Muito antes de empreender nos Estados Unidos, o brasileiro Rogério Francisco já passava os dias dentro de oficinas mecânicas em São Paulo. Aos 12 anos, iniciou os primeiros trabalhos com pintura e reparação automotiva, desenvolvendo uma experiência prática que, décadas depois, se transformaria em um negócio voltado à restauração de veículos clássicos e recuperação estrutural de automóveis no mercado americano.
Apaixonado por carros antigos desde a infância, Rogério construiu a carreira diretamente no chão de oficina. Ainda jovem, começou a trabalhar de forma independente e, aos 17 anos, já realizava serviços próprios de reparação e acabamento automotivo. Pouco tempo depois, ingressou no Exército Brasileiro, onde passou a atuar na manutenção de viaturas militares.
“Eu sempre procurei trabalhar com aquilo que gostava. Dentro do Exército, consegui atuar justamente na área automotiva”, afirma.
Entre os anos 2000 e 2005, retornou à corporação como sargento e chefe de garagem do então 21º Batalhão de Suprimentos, localizado na zona oeste de São Paulo. A unidade era responsável pela logística de abastecimento de batalhões em diversas regiões do país, operação que envolvia caminhões, carretas e veículos utilizados no transporte de suprimentos militares.

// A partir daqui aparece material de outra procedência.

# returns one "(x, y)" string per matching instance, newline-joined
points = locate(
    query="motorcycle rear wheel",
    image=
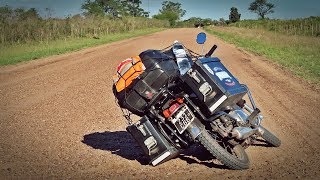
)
(235, 157)
(270, 138)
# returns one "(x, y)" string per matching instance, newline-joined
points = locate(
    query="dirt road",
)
(58, 118)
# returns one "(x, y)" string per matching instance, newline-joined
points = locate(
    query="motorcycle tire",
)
(237, 160)
(270, 138)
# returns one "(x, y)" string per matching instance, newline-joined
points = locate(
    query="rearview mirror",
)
(201, 38)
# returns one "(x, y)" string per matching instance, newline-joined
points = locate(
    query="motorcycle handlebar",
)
(214, 47)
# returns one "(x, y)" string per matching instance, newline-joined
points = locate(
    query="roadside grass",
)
(299, 54)
(12, 54)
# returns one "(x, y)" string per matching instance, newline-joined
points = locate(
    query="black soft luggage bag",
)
(160, 70)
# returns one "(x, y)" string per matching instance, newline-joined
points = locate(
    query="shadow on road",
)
(119, 142)
(122, 144)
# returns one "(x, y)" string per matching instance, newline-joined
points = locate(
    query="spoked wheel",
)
(231, 155)
(269, 137)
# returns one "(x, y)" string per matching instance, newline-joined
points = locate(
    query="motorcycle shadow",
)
(197, 154)
(122, 144)
(119, 142)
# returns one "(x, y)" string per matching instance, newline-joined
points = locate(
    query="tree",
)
(262, 8)
(170, 11)
(234, 15)
(114, 8)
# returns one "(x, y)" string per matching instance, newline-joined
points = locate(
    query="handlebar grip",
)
(214, 47)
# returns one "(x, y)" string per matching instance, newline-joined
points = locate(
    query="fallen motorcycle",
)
(184, 98)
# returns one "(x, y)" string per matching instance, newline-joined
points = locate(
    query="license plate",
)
(182, 118)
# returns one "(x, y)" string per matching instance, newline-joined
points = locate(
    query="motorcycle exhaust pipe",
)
(242, 132)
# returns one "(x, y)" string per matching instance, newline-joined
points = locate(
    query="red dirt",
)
(58, 118)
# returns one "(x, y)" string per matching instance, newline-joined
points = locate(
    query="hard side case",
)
(213, 84)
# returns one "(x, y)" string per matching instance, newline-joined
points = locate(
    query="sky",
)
(214, 9)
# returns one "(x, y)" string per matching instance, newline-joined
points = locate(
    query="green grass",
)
(12, 54)
(299, 54)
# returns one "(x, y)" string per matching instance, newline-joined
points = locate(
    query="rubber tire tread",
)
(222, 154)
(270, 138)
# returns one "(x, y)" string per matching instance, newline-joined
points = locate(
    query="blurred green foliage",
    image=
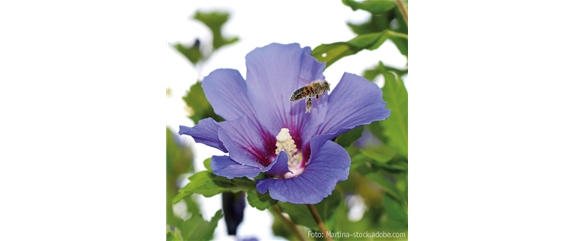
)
(371, 34)
(201, 109)
(195, 97)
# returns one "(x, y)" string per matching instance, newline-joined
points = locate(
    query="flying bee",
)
(310, 91)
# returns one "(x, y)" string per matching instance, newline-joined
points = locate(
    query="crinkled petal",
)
(226, 91)
(280, 165)
(204, 132)
(226, 167)
(246, 144)
(329, 165)
(273, 73)
(354, 102)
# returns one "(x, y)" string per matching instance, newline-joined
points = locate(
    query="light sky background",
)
(258, 23)
(483, 146)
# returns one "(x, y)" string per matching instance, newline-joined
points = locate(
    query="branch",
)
(319, 222)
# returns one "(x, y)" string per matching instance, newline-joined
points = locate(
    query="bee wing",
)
(302, 82)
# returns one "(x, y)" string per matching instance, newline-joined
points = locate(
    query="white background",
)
(490, 155)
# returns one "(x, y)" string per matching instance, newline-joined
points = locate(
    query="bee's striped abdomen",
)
(301, 93)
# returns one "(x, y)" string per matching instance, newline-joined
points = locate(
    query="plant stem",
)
(403, 9)
(319, 222)
(288, 222)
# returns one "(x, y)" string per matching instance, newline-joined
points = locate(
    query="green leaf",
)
(389, 187)
(196, 228)
(332, 52)
(395, 128)
(207, 164)
(195, 99)
(214, 21)
(397, 218)
(260, 201)
(372, 6)
(347, 138)
(193, 54)
(209, 184)
(327, 207)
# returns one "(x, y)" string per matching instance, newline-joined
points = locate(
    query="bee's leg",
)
(309, 104)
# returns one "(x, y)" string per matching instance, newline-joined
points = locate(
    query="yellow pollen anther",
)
(286, 143)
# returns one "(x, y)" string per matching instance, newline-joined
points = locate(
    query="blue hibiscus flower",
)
(265, 132)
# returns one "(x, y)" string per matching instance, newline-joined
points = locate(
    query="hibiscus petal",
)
(226, 91)
(354, 102)
(280, 165)
(245, 142)
(329, 165)
(224, 166)
(273, 73)
(204, 132)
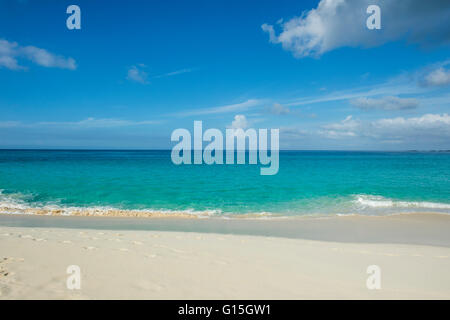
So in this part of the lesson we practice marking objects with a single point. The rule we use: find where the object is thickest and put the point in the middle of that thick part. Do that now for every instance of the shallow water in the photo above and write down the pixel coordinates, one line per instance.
(308, 183)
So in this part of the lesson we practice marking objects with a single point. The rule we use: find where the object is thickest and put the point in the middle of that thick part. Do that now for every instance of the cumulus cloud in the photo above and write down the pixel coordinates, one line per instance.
(428, 127)
(11, 52)
(438, 77)
(342, 23)
(385, 103)
(136, 74)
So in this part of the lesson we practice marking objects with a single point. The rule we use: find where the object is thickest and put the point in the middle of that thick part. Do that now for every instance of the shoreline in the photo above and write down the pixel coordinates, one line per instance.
(413, 228)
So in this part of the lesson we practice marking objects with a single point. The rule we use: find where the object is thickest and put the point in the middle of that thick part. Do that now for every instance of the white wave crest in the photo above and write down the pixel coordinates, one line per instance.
(371, 201)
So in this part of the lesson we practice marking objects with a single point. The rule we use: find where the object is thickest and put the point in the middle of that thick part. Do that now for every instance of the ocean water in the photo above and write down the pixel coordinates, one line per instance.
(308, 183)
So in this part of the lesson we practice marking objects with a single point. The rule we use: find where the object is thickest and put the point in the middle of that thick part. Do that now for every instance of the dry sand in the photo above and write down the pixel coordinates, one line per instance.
(149, 264)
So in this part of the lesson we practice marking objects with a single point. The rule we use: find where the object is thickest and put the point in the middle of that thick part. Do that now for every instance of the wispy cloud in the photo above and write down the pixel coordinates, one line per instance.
(86, 123)
(100, 123)
(174, 73)
(400, 129)
(386, 103)
(137, 74)
(438, 77)
(11, 52)
(238, 107)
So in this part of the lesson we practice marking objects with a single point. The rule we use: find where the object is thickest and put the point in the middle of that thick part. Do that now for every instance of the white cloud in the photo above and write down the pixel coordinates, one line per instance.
(279, 109)
(174, 73)
(99, 123)
(224, 109)
(438, 77)
(239, 122)
(385, 103)
(342, 23)
(10, 52)
(431, 127)
(135, 73)
(9, 124)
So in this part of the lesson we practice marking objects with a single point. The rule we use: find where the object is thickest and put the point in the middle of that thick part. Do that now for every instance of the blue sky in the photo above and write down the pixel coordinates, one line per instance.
(137, 70)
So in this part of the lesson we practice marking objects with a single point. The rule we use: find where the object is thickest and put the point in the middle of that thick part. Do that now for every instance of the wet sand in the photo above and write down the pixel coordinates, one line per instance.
(305, 258)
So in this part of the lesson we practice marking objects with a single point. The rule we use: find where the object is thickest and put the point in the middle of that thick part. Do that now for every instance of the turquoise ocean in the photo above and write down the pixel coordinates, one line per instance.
(308, 183)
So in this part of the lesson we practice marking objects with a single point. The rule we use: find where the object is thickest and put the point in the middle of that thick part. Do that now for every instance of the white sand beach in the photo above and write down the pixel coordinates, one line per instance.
(155, 264)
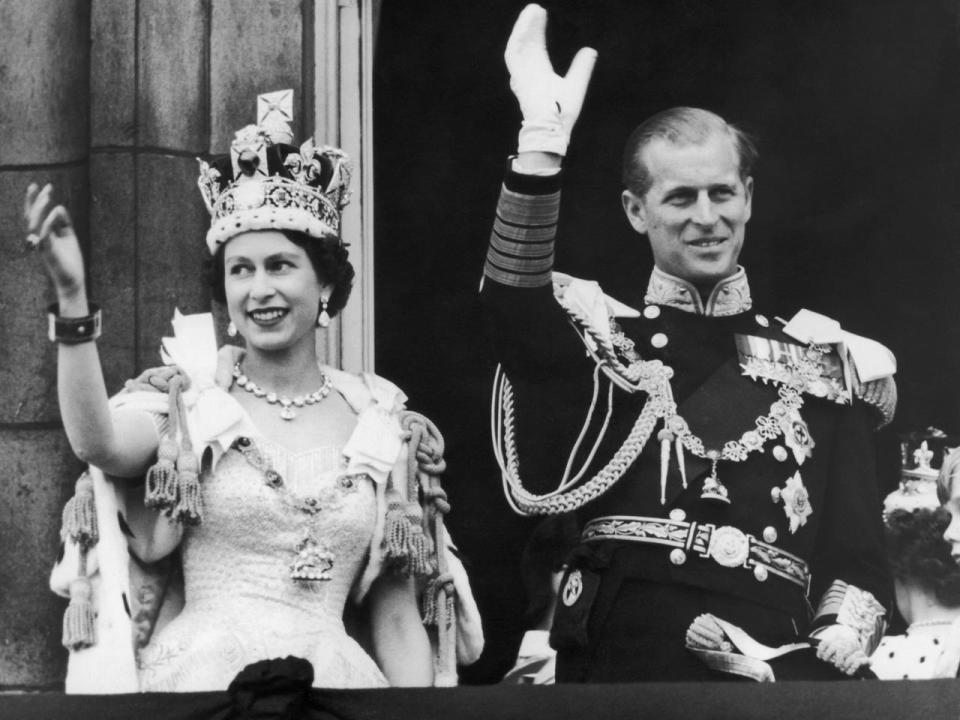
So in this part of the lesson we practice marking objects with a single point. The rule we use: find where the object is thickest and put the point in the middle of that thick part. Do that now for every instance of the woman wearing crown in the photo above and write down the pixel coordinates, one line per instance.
(291, 491)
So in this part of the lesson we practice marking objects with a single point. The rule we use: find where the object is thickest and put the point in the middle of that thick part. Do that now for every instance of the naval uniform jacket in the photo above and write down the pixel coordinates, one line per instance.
(545, 360)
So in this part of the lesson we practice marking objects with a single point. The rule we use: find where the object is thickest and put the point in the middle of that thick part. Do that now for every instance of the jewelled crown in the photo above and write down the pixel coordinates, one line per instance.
(266, 183)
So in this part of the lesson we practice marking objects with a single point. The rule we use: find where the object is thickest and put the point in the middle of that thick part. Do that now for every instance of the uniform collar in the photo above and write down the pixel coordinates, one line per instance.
(730, 296)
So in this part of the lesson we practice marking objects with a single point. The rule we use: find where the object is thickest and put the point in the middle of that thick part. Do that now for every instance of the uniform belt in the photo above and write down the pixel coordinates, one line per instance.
(725, 545)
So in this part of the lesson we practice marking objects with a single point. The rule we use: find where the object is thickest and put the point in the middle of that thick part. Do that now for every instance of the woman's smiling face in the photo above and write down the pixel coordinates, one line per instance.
(273, 292)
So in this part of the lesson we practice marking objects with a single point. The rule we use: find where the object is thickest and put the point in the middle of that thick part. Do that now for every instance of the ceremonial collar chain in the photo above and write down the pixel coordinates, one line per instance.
(287, 404)
(730, 296)
(653, 378)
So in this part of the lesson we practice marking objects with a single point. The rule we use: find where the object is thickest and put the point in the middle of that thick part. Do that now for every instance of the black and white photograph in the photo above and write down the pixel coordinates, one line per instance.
(453, 359)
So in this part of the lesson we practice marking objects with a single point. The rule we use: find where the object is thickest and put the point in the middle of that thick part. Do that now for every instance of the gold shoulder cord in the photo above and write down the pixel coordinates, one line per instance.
(653, 378)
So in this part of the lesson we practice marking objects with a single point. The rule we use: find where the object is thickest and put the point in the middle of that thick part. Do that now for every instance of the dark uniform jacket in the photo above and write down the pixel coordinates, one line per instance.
(787, 547)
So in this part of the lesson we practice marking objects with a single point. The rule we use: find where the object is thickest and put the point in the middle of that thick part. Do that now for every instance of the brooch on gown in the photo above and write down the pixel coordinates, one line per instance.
(313, 560)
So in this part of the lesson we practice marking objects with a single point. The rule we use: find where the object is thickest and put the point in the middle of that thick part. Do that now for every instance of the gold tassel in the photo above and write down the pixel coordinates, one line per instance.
(396, 536)
(80, 515)
(162, 481)
(79, 620)
(421, 562)
(189, 507)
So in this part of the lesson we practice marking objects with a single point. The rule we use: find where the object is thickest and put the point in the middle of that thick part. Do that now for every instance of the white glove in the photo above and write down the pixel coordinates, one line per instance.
(550, 104)
(840, 647)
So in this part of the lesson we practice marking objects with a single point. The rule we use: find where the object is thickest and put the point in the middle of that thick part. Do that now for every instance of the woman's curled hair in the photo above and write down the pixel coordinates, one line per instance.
(327, 255)
(919, 553)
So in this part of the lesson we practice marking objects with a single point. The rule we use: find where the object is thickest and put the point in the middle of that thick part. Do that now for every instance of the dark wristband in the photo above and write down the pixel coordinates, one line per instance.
(72, 331)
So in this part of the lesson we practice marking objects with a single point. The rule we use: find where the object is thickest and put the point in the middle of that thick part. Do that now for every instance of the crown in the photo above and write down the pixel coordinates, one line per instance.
(266, 183)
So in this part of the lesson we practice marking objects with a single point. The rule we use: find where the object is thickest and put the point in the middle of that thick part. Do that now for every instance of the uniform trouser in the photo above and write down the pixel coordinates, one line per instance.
(635, 632)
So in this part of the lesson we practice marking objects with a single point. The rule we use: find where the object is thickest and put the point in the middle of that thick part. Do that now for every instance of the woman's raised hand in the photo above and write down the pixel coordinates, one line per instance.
(50, 231)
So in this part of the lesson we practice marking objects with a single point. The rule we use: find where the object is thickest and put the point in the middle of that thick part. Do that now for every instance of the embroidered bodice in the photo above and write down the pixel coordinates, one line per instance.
(242, 604)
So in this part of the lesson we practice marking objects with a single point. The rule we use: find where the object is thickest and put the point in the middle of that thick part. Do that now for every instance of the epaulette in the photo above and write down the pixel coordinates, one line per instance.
(594, 315)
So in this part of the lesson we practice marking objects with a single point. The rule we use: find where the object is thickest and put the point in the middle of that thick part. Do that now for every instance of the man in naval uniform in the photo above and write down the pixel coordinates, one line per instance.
(719, 463)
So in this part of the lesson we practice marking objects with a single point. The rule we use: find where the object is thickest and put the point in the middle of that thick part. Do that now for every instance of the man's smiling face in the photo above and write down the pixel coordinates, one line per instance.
(696, 210)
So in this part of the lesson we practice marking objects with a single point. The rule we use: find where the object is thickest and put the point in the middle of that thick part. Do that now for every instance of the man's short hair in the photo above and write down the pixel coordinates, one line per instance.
(680, 126)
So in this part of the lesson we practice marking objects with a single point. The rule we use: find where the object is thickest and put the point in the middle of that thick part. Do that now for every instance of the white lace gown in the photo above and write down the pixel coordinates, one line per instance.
(241, 603)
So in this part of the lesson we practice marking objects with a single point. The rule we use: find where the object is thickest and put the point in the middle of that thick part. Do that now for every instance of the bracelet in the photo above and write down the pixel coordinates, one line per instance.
(72, 331)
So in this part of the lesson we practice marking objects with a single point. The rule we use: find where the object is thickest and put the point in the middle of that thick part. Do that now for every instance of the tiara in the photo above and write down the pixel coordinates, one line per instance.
(266, 183)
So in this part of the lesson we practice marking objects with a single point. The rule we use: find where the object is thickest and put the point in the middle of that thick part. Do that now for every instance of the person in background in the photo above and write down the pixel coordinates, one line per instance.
(927, 588)
(542, 566)
(948, 493)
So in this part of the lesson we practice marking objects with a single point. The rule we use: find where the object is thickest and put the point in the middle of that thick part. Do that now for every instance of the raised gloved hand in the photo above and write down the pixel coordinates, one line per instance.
(550, 104)
(839, 646)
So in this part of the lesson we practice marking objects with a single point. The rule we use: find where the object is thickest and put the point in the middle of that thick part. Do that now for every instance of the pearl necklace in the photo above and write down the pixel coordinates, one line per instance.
(286, 403)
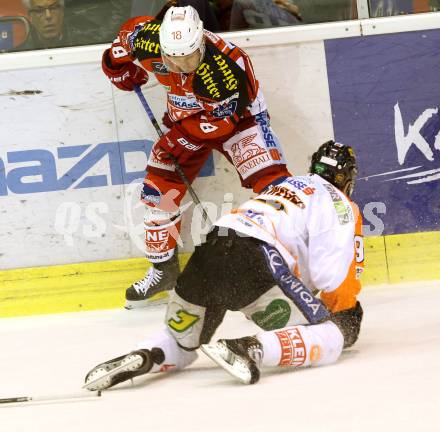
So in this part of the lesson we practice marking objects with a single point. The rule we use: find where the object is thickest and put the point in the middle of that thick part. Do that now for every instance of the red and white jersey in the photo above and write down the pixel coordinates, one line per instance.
(316, 228)
(208, 103)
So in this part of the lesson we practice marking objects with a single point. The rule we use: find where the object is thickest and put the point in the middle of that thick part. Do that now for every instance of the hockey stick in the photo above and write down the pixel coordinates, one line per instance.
(179, 169)
(51, 397)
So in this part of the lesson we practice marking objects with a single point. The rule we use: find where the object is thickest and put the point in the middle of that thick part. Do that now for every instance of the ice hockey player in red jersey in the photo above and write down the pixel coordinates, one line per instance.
(213, 102)
(268, 259)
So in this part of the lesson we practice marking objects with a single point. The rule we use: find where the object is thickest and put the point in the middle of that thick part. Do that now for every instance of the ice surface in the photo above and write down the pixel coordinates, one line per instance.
(389, 381)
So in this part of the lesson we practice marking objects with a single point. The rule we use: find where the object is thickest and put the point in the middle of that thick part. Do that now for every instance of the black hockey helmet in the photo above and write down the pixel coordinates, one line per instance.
(336, 163)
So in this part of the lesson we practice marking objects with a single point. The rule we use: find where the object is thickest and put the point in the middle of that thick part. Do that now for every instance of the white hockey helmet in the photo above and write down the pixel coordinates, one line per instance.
(181, 39)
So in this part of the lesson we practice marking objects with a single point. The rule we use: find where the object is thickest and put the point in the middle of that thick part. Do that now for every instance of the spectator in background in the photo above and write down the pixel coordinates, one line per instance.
(47, 25)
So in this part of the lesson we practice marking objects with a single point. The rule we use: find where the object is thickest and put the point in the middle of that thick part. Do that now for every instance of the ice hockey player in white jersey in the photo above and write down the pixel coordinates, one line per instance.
(290, 259)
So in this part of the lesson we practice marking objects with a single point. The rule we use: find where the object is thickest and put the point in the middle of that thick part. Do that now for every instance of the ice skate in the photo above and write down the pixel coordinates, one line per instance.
(240, 357)
(154, 288)
(123, 368)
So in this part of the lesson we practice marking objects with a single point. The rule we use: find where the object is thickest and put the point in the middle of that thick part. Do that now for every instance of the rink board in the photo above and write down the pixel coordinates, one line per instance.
(72, 163)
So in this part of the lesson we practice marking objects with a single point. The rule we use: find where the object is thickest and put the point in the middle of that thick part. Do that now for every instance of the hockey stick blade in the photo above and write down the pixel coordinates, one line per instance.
(231, 363)
(50, 397)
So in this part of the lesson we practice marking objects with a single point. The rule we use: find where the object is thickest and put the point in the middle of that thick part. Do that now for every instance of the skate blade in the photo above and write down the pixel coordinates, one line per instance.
(156, 300)
(104, 378)
(231, 363)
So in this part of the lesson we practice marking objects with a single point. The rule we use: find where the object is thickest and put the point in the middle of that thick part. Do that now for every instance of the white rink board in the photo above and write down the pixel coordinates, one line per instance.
(51, 108)
(388, 381)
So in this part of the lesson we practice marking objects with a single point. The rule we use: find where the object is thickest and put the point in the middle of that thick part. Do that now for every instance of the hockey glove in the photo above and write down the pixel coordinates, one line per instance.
(124, 77)
(173, 142)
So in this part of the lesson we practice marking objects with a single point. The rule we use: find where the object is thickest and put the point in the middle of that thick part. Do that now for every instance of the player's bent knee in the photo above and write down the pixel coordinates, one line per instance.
(309, 345)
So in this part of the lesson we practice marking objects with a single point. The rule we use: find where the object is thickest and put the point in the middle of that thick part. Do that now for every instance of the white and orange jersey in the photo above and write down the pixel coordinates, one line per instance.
(316, 228)
(209, 103)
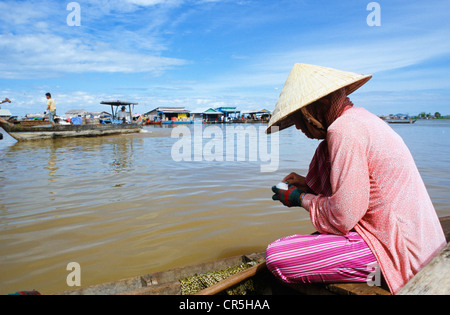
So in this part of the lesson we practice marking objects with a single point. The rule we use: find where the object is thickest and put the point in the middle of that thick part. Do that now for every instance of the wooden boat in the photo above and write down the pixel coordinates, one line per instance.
(400, 121)
(435, 276)
(39, 130)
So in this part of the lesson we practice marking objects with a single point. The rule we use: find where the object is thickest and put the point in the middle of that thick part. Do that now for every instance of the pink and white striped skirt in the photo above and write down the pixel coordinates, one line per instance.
(321, 258)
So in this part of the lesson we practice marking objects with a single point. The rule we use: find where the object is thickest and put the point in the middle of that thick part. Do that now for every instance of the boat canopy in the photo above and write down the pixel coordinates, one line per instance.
(118, 104)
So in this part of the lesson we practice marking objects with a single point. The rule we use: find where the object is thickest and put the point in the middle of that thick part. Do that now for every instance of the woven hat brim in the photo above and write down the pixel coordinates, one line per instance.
(290, 102)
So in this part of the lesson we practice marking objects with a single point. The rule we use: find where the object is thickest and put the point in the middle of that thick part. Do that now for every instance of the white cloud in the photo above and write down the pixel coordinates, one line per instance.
(26, 56)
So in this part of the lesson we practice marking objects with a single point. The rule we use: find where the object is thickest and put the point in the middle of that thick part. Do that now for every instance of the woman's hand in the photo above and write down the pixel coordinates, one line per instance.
(290, 198)
(297, 180)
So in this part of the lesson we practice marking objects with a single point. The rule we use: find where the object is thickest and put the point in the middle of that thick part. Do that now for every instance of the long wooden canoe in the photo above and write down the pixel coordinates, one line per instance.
(168, 282)
(52, 131)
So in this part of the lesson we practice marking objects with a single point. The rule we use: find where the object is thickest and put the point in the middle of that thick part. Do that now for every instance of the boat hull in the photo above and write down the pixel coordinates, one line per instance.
(27, 133)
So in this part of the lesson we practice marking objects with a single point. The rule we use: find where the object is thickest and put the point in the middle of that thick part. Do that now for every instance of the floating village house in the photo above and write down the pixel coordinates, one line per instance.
(207, 115)
(168, 113)
(230, 113)
(5, 114)
(262, 114)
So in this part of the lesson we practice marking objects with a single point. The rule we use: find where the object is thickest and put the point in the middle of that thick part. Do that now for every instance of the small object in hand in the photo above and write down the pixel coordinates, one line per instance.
(283, 186)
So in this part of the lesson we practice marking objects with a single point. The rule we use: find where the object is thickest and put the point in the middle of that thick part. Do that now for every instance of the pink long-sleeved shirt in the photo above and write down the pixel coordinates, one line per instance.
(377, 190)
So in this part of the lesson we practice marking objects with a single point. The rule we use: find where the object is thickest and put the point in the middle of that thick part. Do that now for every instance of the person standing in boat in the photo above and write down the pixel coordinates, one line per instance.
(6, 100)
(51, 108)
(363, 191)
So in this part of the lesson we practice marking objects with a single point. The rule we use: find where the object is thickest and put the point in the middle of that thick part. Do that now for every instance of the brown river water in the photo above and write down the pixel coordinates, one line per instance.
(122, 206)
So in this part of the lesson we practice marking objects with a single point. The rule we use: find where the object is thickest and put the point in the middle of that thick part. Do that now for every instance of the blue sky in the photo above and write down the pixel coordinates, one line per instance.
(211, 53)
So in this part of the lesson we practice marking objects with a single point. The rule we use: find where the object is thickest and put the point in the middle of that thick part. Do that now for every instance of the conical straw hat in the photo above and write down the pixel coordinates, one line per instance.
(307, 84)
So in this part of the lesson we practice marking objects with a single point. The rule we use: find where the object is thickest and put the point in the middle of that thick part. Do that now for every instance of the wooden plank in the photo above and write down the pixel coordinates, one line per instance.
(233, 280)
(433, 279)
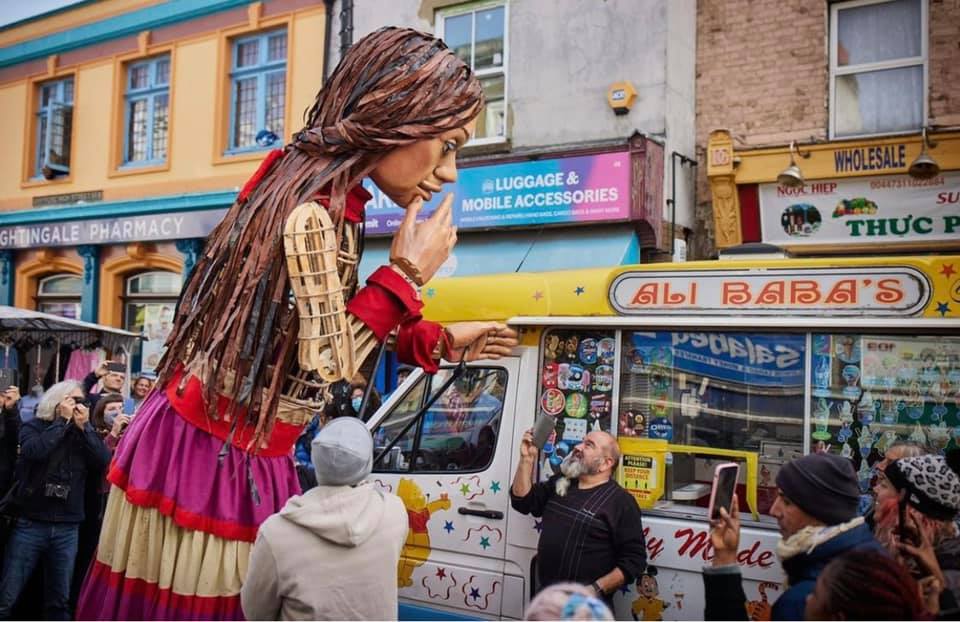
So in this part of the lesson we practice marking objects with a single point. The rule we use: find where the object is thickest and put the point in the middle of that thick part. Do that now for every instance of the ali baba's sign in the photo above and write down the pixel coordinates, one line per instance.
(863, 291)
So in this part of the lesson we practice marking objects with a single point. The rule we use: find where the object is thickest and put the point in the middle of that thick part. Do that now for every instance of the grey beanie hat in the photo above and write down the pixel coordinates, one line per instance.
(342, 452)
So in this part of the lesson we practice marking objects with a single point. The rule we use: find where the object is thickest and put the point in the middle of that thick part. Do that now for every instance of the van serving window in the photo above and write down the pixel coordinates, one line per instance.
(458, 434)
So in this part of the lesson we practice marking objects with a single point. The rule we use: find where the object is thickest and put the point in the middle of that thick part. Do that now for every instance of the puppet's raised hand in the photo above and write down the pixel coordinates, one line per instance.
(419, 250)
(482, 340)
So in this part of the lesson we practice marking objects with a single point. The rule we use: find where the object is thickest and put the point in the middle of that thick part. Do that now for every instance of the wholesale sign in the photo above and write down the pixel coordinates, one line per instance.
(892, 208)
(556, 191)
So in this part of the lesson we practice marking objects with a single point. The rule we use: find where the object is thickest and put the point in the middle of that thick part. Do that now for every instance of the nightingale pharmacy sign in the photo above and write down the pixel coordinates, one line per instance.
(864, 210)
(151, 227)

Segundo Rogério, a experiência ajudou a desenvolver disciplina operacional, organização e gestão de equipes, conhecimentos que mais tarde seriam aplicados no empreendedorismo. Em 2007, decidiu abrir a própria empresa: a Box 73, especializada em estética automotiva, polimento técnico, martelinho de ouro e restauração de veículos antigos.
O negócio cresceu rapidamente impulsionado pela reputação construída no segmento e pela especialização técnica em carros clássicos. Em poucos anos, a empresa passou a atender cerca de mil veículos por mês e realizava entre 100 e 150 serviços mensais de restauração, acabamento e reparos especializados.
Antes da mudança para os Estados Unidos, a Box 73 operava com faturamento médio entre R$ 100 mil e R$ 120 mil mensais e mantinha uma equipe de 22 profissionais treinados pelo próprio empresário. “Sempre tive preocupação em formar mão de obra especializada. Todos os profissionais que passaram pela empresa foram treinados por mim”, explica.
Ao longo da trajetória no Brasil, Rogério se tornou conhecido principalmente pela restauração de carros antigos, segmento que define como artesanal e altamente técnico. Modelos clássicos como Opalas, Caravans e caminhonetes antigas fizeram parte da rotina da oficina durante anos.
Em 2020, decidiu iniciar uma nova etapa da carreira nos Estados Unidos. A mudança aconteceu em meio à pandemia e exigiu uma reconstrução profissional praticamente do zero. A operação brasileira ainda permaneceu ativa por um período sob gestão familiar até a venda definitiva da empresa.
“Foi uma decisão difícil, mas eu entendia que precisava começar uma nova fase. A empresa já era consolidada e acabou sendo vendida rapidamente”, relembra.
Já nos Estados Unidos, Rogério adaptou o modelo de atuação ao mercado local e passou a oferecer reparos automotivos móveis, serviço em que os atendimentos são realizados diretamente na residência ou local de trabalho do cliente.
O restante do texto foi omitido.